Overall proportion of DelVGs (i.e. total DelVGs regardless of segment origin) as a function of concentration of alpelisib pre-treatment. The CA09 regression (Left panel) is statistically significant (p = 0.008), while TX12’s (Right panel) is not (p = 0.1907). Three independent infections with CA09 and TX12 per concentration at 18 h.p.i. under different concentrations of alpelisib pre-treatment; no trypsin. 0 μM alpelisib treatment group received vehicle solvent (DMSO).

Figure 9.. Alpelisib treatment of cells increases the proportion of deletion-containing viral genomes and decreases total viral genomes in CA09(H1N1pdm) infections.

A. Per-segment proportion of Deletion-containing Viral Genomes (DelVGs) at 18 h.p.i. under different concentrations of alpelisib; no trypsin. Black asterisks indicate statistically significant increases. B. Per-segment Total Viral Genomes (TVG) at 18 h.p.i. under different concentrations of alpelisib; no trypsin.
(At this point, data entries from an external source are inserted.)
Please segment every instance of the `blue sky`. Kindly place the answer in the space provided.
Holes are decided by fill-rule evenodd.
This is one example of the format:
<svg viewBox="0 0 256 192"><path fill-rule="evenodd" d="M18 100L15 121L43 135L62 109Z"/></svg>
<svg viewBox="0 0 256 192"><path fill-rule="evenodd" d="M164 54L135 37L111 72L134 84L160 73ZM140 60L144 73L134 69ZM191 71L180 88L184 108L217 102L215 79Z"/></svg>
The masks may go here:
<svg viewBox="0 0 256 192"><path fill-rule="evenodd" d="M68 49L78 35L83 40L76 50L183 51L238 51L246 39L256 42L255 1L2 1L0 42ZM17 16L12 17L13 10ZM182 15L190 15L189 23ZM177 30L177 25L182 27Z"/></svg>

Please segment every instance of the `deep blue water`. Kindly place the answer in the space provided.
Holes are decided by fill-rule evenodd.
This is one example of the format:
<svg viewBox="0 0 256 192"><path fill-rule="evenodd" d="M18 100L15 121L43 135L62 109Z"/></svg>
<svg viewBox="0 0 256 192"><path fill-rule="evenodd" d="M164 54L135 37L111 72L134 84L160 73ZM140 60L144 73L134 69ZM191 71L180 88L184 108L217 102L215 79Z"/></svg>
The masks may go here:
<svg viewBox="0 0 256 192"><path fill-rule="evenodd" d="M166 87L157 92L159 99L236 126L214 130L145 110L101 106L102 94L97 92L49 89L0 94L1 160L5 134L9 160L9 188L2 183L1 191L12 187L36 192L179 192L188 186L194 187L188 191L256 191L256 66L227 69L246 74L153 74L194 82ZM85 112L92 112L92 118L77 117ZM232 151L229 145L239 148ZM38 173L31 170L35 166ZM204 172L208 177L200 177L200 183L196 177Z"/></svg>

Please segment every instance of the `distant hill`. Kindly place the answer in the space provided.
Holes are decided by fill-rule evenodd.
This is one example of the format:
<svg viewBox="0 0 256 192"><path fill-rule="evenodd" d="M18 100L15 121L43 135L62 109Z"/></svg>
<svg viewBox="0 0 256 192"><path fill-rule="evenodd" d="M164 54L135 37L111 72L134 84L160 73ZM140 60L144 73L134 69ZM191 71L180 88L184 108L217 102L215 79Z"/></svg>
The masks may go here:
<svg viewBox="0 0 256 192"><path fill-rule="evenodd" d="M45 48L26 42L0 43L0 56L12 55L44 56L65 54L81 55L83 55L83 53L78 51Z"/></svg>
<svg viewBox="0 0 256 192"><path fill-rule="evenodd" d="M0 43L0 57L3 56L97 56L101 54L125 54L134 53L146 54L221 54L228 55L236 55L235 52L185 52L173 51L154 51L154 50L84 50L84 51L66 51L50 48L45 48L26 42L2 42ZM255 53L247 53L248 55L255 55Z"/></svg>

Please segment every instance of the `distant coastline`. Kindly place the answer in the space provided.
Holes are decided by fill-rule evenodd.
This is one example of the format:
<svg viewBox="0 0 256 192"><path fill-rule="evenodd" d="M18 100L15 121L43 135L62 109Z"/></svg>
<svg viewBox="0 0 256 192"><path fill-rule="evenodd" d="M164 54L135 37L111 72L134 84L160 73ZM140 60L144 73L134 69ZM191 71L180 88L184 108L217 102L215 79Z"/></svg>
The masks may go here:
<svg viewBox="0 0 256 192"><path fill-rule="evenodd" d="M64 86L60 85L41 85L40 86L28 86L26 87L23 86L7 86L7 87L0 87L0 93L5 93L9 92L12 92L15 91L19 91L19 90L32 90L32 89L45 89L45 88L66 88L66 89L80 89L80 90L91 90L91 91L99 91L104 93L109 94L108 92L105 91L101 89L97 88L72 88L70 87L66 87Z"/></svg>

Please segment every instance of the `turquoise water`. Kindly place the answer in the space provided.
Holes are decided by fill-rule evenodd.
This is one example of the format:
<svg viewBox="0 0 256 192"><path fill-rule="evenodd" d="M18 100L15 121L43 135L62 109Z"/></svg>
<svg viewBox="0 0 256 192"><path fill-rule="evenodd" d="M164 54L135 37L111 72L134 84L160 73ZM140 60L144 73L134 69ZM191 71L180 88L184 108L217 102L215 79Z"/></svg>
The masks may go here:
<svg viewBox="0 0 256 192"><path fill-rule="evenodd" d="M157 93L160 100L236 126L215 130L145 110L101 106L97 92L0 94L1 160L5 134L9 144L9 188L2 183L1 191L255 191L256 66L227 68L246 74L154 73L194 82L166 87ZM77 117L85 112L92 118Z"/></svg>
Red asterisks indicate statistically significant decreases. C. Average percentage change in Deletion-containing Viral Genomes (DelVGs, light green) and Total Viral Genomes (TVG, dark green) under different concentrations of alpelisib. The 0 μM alpelisib treatment group received vehicle solvent (DMSO). n = 3 bioreplicates, sem.

Figure 10.. Alpelisib increases average deletion size in the polymerase segments.
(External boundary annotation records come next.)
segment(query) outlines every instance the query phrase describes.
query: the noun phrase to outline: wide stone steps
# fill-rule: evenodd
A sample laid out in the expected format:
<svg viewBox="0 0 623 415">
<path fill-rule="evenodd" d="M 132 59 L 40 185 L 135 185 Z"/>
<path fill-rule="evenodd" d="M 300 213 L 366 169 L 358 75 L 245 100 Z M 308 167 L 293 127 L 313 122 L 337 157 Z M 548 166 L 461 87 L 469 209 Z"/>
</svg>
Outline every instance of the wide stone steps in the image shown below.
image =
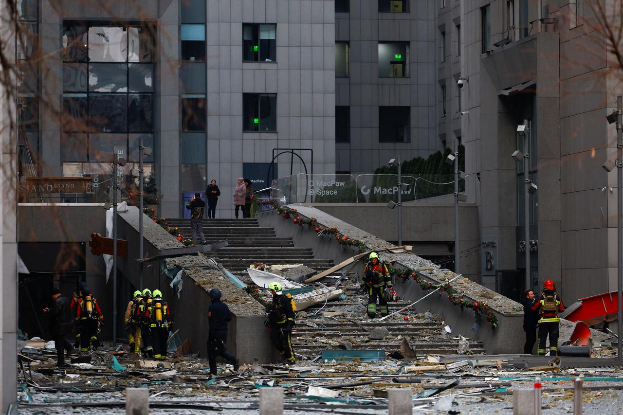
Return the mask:
<svg viewBox="0 0 623 415">
<path fill-rule="evenodd" d="M 339 309 L 340 302 L 333 303 L 334 309 Z M 389 312 L 402 310 L 409 305 L 408 303 L 391 303 L 389 305 Z M 454 355 L 457 353 L 459 341 L 457 336 L 448 333 L 444 330 L 441 323 L 430 320 L 426 322 L 414 322 L 411 320 L 401 322 L 380 321 L 376 319 L 373 322 L 363 323 L 359 318 L 345 318 L 336 317 L 335 318 L 325 318 L 321 323 L 312 317 L 316 311 L 322 308 L 321 303 L 306 308 L 306 318 L 297 318 L 297 325 L 293 333 L 292 345 L 295 351 L 308 357 L 315 357 L 326 350 L 385 350 L 386 353 L 400 350 L 402 337 L 406 337 L 409 345 L 413 348 L 419 356 L 426 354 Z M 361 318 L 365 317 L 362 303 Z M 318 312 L 321 315 L 326 308 Z M 351 308 L 352 311 L 352 308 Z M 404 313 L 407 315 L 407 312 Z M 400 318 L 402 318 L 402 315 Z M 315 317 L 317 318 L 317 317 Z M 413 318 L 411 315 L 411 318 Z M 384 327 L 389 332 L 389 336 L 383 339 L 372 339 L 369 333 L 374 328 Z M 469 348 L 472 353 L 481 354 L 485 353 L 482 342 L 468 339 Z M 346 345 L 348 343 L 348 345 Z"/>
<path fill-rule="evenodd" d="M 191 236 L 190 219 L 169 219 L 167 222 L 184 236 Z M 274 228 L 260 226 L 255 219 L 204 219 L 202 230 L 209 242 L 227 241 L 226 247 L 207 254 L 235 275 L 245 275 L 247 268 L 255 262 L 302 264 L 319 271 L 334 265 L 331 260 L 315 257 L 310 248 L 295 247 L 292 238 L 278 237 Z"/>
</svg>

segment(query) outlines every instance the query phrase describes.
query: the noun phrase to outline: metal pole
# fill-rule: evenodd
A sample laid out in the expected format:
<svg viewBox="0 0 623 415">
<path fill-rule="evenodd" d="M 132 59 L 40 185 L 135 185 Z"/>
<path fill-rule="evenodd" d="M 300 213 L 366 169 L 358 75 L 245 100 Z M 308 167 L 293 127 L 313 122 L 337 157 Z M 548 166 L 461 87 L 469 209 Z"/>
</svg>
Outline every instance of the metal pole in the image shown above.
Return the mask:
<svg viewBox="0 0 623 415">
<path fill-rule="evenodd" d="M 523 135 L 523 222 L 525 228 L 524 238 L 526 241 L 526 289 L 530 290 L 532 288 L 531 279 L 530 278 L 530 193 L 528 192 L 530 186 L 530 156 L 529 152 L 531 132 L 528 126 L 528 120 L 524 120 L 523 123 L 527 130 Z"/>
<path fill-rule="evenodd" d="M 138 159 L 138 180 L 139 180 L 139 196 L 138 196 L 138 257 L 139 259 L 143 258 L 145 254 L 143 252 L 143 181 L 145 179 L 145 174 L 143 173 L 143 136 L 139 138 L 138 146 L 140 155 Z M 143 262 L 138 263 L 138 285 L 139 289 L 143 290 Z"/>
<path fill-rule="evenodd" d="M 535 378 L 535 415 L 541 415 L 542 387 L 541 378 L 536 376 Z"/>
<path fill-rule="evenodd" d="M 115 153 L 115 179 L 113 181 L 113 346 L 117 346 L 117 191 L 118 188 L 118 156 Z"/>
<path fill-rule="evenodd" d="M 459 249 L 459 140 L 454 139 L 454 273 L 460 272 Z"/>
<path fill-rule="evenodd" d="M 402 163 L 398 155 L 398 246 L 402 245 L 402 174 L 401 168 Z"/>
<path fill-rule="evenodd" d="M 574 383 L 574 390 L 573 393 L 573 414 L 574 415 L 582 415 L 582 378 L 578 376 L 576 378 Z"/>
<path fill-rule="evenodd" d="M 618 292 L 619 309 L 617 312 L 617 358 L 623 359 L 623 98 L 617 97 L 617 291 Z"/>
</svg>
Size (in basepairs, bps) distribution of distinct deletions in defective viral genomes (here measured Deletion-containing Viral Genomes (DelVGs) produced by CA09 (H1N1) and TX12 (H3N2) infections under different concentrations of Alpelisib. Asterisks indicate statistically significant changes in mean size compared to the mock infection. Top row: CA09 (H1N1) strain; bottom row: TX12 (H3N2) strain. Box-plot colors represent different genome segments, note the different y-axis scale in segment HA plot.